Essa provavelmente havia sido a primeira vez em que eu me dera conta de que Shannon não era só a filha do melhor amigo desaparecido do meu pai, ela era algo mais, pelo menos para mim.

Assim que atingimos o topo da colina, Shannon parou e pôs as mãos na cintura orgulhosa.

– Chegamos? – Eu disse meio incerto, já que o lugar não era nada mais do que o que aparentava ser.

– Sim! – respondeu com um sorriso entusiasmado, pena que eu não podia retribuir com um sorriso semelhante.

– FICOU MALUCA WADE? Me tirou da porra do hotel 3h da manhã pra congelar no topo de um monte de terra? Ah vai se foder! – lamento pela minha falta de delicadeza, mas naquele momento eu não estava nem sentindo meus dedos dos pés, então acho que eu tenho um certo desconto.

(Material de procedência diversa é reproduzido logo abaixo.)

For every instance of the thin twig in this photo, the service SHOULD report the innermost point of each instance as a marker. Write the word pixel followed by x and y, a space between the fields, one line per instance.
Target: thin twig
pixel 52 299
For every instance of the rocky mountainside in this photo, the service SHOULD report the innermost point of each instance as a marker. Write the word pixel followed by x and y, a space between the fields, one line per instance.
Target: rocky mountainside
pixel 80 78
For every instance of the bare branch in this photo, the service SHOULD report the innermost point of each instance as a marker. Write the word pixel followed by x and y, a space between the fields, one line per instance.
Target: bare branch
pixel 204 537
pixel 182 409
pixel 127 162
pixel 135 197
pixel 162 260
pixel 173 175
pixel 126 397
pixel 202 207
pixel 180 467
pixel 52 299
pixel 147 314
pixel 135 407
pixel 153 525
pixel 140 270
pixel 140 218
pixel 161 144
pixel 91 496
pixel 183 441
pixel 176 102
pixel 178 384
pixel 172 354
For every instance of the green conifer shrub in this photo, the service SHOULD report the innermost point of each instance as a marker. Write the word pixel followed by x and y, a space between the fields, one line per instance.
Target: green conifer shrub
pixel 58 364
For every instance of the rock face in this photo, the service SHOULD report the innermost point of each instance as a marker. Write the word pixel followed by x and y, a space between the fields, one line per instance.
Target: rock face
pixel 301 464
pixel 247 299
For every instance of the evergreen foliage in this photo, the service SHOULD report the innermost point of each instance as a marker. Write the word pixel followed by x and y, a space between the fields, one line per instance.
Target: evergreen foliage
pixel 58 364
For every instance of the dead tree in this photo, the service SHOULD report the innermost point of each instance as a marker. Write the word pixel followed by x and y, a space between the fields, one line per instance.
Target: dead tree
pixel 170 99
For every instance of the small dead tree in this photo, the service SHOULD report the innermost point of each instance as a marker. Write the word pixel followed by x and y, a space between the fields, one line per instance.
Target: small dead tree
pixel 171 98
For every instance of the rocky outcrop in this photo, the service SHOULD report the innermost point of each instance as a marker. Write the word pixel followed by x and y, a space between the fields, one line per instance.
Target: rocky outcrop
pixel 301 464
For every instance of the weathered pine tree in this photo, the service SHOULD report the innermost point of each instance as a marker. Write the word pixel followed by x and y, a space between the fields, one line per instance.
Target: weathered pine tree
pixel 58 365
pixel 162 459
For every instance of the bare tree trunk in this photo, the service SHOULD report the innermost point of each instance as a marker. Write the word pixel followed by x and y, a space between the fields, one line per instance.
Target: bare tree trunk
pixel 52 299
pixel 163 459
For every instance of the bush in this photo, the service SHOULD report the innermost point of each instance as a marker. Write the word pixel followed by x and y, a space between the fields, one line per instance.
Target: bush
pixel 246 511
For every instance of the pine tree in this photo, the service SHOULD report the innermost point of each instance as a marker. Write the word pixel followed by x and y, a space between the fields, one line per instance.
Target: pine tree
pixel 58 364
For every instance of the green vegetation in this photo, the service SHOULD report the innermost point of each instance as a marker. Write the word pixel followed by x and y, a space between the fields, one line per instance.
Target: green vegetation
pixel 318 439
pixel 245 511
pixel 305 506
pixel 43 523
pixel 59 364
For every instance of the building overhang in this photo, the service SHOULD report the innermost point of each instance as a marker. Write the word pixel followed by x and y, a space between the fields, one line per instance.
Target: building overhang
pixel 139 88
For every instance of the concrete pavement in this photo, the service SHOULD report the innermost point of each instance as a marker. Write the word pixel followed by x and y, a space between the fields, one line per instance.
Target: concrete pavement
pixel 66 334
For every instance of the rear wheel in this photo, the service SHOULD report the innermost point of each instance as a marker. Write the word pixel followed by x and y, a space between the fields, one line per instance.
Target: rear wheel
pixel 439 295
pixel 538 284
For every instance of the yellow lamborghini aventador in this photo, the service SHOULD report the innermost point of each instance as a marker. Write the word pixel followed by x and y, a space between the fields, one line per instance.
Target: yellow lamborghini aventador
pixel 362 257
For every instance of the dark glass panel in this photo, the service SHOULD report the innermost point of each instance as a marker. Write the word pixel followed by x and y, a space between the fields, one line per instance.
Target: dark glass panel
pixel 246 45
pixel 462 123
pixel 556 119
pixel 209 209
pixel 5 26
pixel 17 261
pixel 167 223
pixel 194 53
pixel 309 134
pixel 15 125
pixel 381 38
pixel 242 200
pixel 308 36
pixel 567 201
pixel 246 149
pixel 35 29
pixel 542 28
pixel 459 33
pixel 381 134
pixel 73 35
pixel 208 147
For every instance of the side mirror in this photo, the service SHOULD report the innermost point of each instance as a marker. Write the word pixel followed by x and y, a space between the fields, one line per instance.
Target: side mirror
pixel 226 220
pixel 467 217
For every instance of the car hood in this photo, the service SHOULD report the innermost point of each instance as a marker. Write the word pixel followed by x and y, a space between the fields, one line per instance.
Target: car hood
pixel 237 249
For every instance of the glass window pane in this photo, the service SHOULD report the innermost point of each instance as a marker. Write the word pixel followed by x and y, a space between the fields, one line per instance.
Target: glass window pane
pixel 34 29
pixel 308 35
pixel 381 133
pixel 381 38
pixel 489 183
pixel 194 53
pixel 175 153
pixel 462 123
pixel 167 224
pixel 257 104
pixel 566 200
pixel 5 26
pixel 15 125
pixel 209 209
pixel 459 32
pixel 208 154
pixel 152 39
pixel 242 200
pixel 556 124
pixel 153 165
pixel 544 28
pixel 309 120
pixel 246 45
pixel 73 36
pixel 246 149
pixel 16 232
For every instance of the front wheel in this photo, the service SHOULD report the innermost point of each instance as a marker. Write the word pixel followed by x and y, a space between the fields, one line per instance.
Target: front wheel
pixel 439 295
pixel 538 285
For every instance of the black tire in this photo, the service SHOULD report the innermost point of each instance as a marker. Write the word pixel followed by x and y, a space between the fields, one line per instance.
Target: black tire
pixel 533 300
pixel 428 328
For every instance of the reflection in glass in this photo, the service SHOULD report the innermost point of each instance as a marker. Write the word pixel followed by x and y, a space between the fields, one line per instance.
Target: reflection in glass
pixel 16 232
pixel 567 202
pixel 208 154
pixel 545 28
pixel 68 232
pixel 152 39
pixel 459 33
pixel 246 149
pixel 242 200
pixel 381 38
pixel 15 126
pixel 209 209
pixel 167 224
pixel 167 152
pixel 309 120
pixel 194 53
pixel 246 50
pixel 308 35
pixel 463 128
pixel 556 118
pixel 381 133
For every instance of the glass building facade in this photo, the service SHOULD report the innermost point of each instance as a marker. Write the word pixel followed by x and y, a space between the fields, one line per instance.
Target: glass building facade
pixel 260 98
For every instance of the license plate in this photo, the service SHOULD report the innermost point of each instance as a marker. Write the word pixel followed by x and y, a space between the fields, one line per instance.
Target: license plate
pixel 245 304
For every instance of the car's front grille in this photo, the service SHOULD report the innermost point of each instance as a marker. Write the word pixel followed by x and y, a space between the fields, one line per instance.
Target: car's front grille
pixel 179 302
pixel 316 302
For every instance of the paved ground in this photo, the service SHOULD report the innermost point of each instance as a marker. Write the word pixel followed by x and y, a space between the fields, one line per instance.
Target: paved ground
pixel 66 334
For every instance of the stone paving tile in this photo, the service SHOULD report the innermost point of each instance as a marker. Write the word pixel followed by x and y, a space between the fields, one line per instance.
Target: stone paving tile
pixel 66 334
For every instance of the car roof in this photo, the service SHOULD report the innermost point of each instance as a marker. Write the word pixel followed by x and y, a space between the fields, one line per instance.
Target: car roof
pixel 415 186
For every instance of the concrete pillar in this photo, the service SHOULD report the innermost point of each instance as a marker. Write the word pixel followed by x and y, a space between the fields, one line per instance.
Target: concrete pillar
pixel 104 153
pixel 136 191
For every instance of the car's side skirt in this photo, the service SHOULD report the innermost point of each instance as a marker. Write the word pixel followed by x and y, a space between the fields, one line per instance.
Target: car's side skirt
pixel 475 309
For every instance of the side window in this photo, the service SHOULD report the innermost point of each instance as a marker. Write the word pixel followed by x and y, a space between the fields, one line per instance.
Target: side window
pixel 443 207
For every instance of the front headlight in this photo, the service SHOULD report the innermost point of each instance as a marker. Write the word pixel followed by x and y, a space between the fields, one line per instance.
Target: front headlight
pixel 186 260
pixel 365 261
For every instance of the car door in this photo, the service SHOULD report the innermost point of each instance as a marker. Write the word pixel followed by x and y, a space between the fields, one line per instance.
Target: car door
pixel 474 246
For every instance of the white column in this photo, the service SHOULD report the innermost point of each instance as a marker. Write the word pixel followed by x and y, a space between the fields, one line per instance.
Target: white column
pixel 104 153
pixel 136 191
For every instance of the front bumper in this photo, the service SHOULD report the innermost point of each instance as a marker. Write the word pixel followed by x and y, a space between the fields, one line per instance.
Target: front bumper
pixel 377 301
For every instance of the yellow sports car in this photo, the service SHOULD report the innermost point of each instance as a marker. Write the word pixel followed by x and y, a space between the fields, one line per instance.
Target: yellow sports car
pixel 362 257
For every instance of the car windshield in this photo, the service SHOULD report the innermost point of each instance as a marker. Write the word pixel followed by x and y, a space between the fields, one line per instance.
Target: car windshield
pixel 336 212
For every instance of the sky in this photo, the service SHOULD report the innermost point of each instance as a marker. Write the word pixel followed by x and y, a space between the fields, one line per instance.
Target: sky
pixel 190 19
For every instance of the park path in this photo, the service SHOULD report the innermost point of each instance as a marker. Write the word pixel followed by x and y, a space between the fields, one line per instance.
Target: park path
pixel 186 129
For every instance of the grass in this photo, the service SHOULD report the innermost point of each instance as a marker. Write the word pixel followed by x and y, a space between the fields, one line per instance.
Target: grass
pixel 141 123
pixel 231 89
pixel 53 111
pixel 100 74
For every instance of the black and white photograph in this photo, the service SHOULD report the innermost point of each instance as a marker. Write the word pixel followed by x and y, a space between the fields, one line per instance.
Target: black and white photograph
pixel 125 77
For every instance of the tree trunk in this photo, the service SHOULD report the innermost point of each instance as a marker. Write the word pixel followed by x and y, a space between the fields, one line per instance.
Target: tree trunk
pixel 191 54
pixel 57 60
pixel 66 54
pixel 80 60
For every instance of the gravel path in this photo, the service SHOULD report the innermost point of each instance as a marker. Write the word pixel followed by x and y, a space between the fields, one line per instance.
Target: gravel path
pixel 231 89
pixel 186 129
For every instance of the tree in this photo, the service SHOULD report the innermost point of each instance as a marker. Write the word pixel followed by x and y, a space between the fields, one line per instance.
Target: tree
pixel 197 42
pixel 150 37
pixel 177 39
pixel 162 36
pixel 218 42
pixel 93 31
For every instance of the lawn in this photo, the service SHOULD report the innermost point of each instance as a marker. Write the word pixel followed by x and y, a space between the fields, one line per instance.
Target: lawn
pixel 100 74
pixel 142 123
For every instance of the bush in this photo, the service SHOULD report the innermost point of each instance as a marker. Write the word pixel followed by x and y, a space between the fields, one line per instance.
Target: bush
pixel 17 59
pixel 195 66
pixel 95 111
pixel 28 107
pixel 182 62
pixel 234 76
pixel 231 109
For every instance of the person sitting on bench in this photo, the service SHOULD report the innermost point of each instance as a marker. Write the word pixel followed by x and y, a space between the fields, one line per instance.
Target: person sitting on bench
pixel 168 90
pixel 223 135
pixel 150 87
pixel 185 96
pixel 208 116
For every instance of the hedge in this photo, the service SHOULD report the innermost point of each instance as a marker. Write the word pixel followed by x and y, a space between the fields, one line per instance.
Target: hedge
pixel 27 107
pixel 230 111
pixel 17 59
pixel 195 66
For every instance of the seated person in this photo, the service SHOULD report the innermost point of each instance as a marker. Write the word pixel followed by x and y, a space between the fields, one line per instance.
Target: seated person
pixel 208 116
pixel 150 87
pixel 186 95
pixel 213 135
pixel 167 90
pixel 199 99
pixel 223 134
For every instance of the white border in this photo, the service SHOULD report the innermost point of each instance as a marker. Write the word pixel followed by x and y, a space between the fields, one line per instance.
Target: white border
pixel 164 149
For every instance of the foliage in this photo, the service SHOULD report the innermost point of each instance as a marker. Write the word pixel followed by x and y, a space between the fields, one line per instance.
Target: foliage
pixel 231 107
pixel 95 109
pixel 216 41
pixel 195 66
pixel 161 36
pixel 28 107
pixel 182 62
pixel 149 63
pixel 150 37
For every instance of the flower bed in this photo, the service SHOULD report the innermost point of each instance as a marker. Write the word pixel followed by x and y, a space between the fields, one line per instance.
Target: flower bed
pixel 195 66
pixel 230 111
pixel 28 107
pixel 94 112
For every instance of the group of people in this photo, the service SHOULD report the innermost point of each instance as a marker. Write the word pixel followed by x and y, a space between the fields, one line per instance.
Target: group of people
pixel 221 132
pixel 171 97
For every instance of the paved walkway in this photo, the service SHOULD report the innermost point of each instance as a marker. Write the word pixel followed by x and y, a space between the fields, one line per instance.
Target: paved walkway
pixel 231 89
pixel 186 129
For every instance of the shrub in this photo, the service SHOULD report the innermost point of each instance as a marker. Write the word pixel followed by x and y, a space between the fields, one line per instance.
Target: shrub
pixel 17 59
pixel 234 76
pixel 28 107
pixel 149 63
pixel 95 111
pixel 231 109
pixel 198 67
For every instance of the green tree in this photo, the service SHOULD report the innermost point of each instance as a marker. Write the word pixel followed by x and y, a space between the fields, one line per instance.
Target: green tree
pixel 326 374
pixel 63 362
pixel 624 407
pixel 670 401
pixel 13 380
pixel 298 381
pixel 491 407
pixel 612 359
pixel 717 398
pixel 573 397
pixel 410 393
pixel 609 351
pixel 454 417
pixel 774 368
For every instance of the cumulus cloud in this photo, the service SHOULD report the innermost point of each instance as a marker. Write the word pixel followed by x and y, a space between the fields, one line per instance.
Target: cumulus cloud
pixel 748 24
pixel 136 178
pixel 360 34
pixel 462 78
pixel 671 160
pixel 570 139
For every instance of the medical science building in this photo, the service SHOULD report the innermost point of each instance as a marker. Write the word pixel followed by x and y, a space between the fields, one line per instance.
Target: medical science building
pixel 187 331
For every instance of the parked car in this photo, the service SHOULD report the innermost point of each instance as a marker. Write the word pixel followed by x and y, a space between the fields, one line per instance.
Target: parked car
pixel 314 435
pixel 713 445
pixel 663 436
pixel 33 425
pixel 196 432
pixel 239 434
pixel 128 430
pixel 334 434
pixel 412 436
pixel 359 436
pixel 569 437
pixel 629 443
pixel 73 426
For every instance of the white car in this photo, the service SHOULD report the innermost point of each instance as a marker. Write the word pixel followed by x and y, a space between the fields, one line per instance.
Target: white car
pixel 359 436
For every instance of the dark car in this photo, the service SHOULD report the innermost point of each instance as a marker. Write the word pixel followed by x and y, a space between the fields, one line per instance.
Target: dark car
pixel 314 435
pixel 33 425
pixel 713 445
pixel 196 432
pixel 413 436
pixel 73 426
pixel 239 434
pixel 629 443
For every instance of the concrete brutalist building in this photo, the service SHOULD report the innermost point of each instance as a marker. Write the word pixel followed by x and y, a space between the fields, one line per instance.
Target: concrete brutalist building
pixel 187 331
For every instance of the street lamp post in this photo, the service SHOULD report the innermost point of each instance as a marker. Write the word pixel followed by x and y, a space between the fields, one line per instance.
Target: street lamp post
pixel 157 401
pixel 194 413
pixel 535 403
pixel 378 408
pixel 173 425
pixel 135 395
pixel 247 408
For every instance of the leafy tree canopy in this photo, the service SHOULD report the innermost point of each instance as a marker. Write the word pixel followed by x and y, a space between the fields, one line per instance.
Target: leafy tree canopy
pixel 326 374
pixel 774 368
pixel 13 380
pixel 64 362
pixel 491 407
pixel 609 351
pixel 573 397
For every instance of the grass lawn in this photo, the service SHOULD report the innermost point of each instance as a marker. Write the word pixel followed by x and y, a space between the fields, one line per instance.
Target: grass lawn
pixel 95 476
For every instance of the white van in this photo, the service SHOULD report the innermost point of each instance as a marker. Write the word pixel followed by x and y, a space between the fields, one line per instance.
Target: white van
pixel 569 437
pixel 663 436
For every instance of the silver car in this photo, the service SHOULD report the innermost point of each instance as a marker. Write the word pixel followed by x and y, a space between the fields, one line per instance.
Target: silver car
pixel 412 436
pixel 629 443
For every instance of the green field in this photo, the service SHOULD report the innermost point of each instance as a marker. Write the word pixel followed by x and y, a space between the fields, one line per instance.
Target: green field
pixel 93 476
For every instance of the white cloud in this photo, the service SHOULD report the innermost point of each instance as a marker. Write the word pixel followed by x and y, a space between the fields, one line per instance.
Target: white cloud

– Para de resmungar Owen, vem até aqui.

Caminhei pisando duro no chão, fazendo com que as botas afundassem três dedos na neve, apesar da minha cara feia, ela permanecia com o sorriso no rosto, mostrando os incisivos pontiagudos idênticos aos do pai. Assim que cheguei até onde ela estava, prendi a respiração.

Era um desfiladeiro imenso, com uma queda de incontáveis metros, dava direto para a rodovia diante de um dos lagos, que àquela hora, adquirira o tom escuro de alcatrão.

– É bonito não é? – ela se sentou no chão e deixou que as pernas balançassem na imensidão vazia entre a colina e o chão.

– Caralho, uma queda daqui e vai ser sorte se o corpo não chegar só uma sopa no chão. – Disse irritadiço e abraçando meu próprio corpo, já que a brisa ali parecia sólida e pontiaguda, de tão fria.

– Pra onde que você está olhando seu babaca? Anda senta aqui, você está olhando pro lugar errado!

– Errado? – ela então bateu na neve fofa ao seu lado e eu me sentei ali.

– Pare de olhar para o chão, olhe pra frente, olhe para o céu Owen! Não parece que se esticar a mão dá pra pegar uma estrela? – Um sorriso involuntário percorreu meu rosto.

– Desde quando você se importa com estrelas?

– Vai se foder! – ela disse sorrindo. – ta vendo ali na frente? Os três rios que contornam Madison se encontram ali e dali eles vão para o mar.

– Não consigo ver, está muito escuro!

A luz da lua não era suficiente para que enxergasse, eu sentia o cheiro da água corrente e via limitadamente um reflexo ou outro no brilho de breves ondas.

– Então escute! – Me puxou para trás e ambos deitamos na superfície gélida e alva da neve. Fechei os olhos e só então me dei conta de que estava muito cansado, com frio e com sono. – Não dorme Sanders!

– Está lendo meu pensamento ou coisa do tipo? – disse sem abrir os olhos, ela não respondeu – Diga-me Shay, por que estamos aqui?

– Eu estava curiosa pra saber como aqui ficava quando escurecia, mas não queria vir sozinha. Me desculpe por fazer você vir.

– Não precisa se desculpar, eu vim porque quis.

– Um dia eu vou pular daquela ponte, nadar ali, nadar até cair no mar. Quando eu cair no mar... vou parar de nadar e vou deixar a maresia me levar até Michigan.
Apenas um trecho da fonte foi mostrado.